When my niece was in Grade 2, she needed an empty shoebox for a project.
This should have been simple – but it wasn’t.
Neither my sister, my mother nor I had such a thing as an empty shoebox. I had to ask a colleague (who has beautiful taste in shoes) to bring one to the office so that the school could get its project.
She has the dubious pleasure of being related to three people who do not hoard things: we had all thrown away any shoeboxes we might have had.
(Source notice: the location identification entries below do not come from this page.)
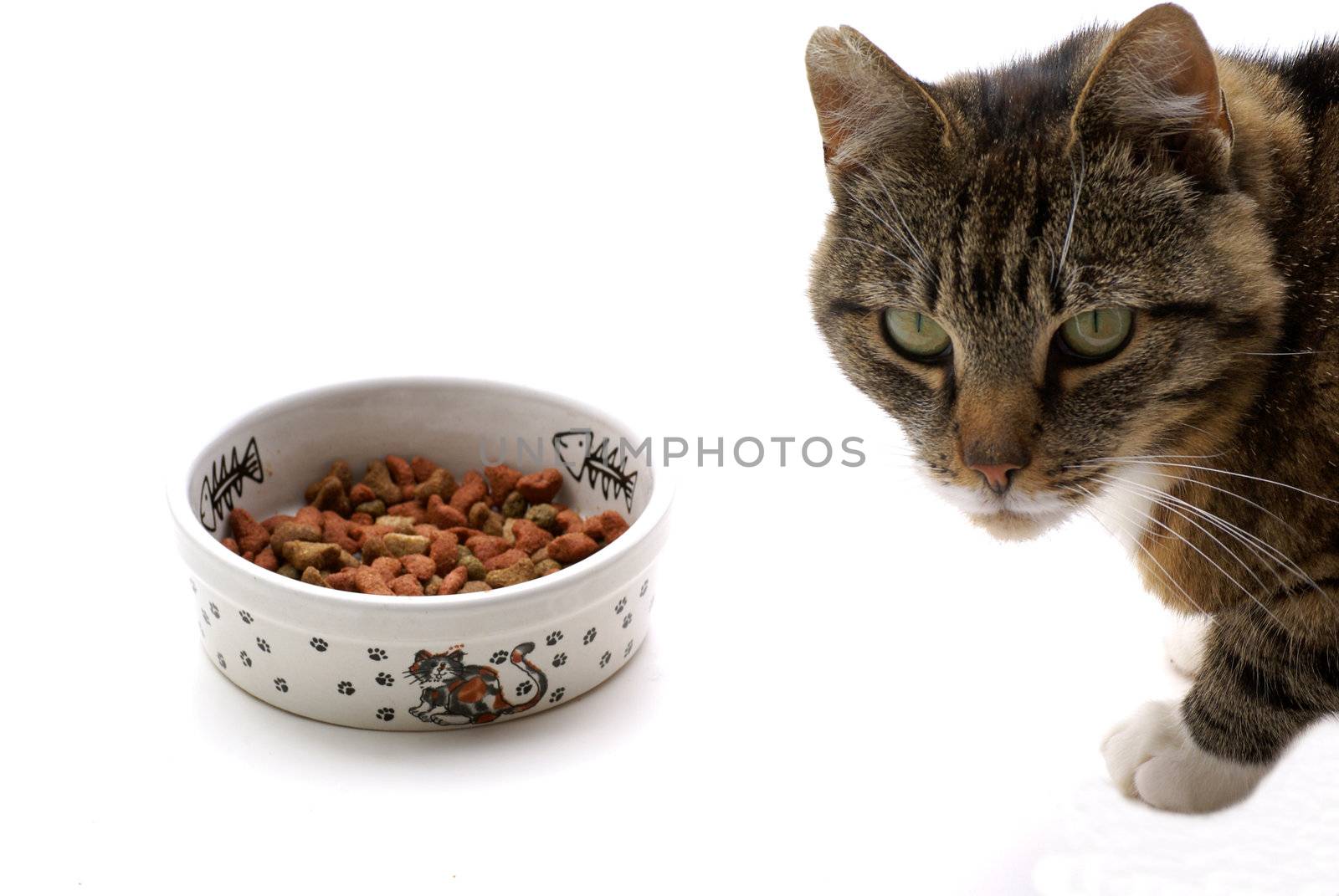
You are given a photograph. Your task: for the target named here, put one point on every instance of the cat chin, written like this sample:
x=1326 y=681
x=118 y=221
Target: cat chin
x=1017 y=526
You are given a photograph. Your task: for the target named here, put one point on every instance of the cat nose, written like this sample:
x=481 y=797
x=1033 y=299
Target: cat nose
x=997 y=476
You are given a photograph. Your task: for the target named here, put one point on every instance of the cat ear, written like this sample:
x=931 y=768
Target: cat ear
x=865 y=100
x=1157 y=84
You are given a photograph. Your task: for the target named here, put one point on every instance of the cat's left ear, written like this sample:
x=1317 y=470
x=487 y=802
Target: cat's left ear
x=1157 y=84
x=868 y=105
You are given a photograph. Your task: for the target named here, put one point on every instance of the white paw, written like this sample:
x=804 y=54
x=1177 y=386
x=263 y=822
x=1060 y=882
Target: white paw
x=1185 y=644
x=1152 y=757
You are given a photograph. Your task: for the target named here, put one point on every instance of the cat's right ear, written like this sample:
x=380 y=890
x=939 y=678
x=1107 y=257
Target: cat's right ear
x=867 y=102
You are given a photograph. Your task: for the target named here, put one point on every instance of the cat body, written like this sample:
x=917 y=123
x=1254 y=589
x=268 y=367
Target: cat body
x=1131 y=192
x=459 y=694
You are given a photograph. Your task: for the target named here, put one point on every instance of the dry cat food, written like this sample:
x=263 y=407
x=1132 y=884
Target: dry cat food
x=408 y=528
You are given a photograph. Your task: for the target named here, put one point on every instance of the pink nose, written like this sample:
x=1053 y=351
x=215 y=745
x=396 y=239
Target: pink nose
x=997 y=474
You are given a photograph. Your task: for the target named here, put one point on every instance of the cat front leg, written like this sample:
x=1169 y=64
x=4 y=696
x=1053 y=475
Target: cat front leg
x=1260 y=684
Of the three of us, my house is undoubtedly the messiest, and the most filled with stuff, despite regular decluttering sessions. I blame the guys with whom I live: my regular weekend tidy up always turns up much bigger piles for them to put away than my own couple of earrings and the odd jersey.
I thought of the Great Shoebox Failure this week when a Washington Post story came our way (see it on IOL here). The article says hoarding is different from just living with clutter: “It’s possible to have a messy house and be a pack rat without qualifying for a diagnosis of hoarding behaviour. The difference is one of degree. Hoarding disorder is present when the behaviour causes distress to the individual or interferes with emotional, physical, social, financial or legal well-being.”
Real hoarding is a mental illness, and needs the intervention of experts, which I would not even presume to try to be. But perhaps I can share some tips for decluttering and tidying and organising that don’t involve buying expensive storage boxes or reading the theories of Japanese experts (Google Marie Kondo if you have been too busy not tidying up to keep abreast of the latest trends in the decluttering world):
1. Pick up – and throw away – as you go along. If you are going from the lounge to the kitchen, take the dirty plate with you. If you see a broken item as you pass through a room, pick it up and take it to the bin and put it in the bin (yes, just chuck it). Throw away the flyers from the postbox in a bin you have at the front door. And so on.
2. Don’t do too much. Set a timer for 15 minutes and work on just one drawer. There – done. Go have a glass of wine. And then just do 15 minutes again tomorrow.
3. The boogie. You set out to find seven (or 21, or 15 – any number you like really) bits of junk in a room as quickly as you can and throw them away. There: you have done a 7-fling boogie. If doing it with small children, you can ask them to see how fast they can do a boogie and set your phone stopwatch. Kids love being timed and then beating their own time when they do it again.
4. Don’t know if you should throw it away or not? Put it in a box with all the other things you are uncertain about and put the box in a cupboard. If you haven’t looked for those things six months later you can probably chuck them.
5. Oddly, having more than one thing is sometimes good. Can’t ever find the scissors? Then keep a pair in every room in the house where you might need one.
6. You don’t have to do things the way your mother always used to. My mom had a linen cupboard. I keep the linen and towels in the rooms where they are needed, spread all over the house. Just feels like less work to me to put them away where they are needed.
7. Finally, the world won’t end if things get out of hand once in a while. You can pull it all back 15 minutes at a time.
There’s other things I do to keep things moving in our house, but lists too can get cluttered.
One thing I will say, though: hang on to at least one shoebox. You never know when it might come in handy.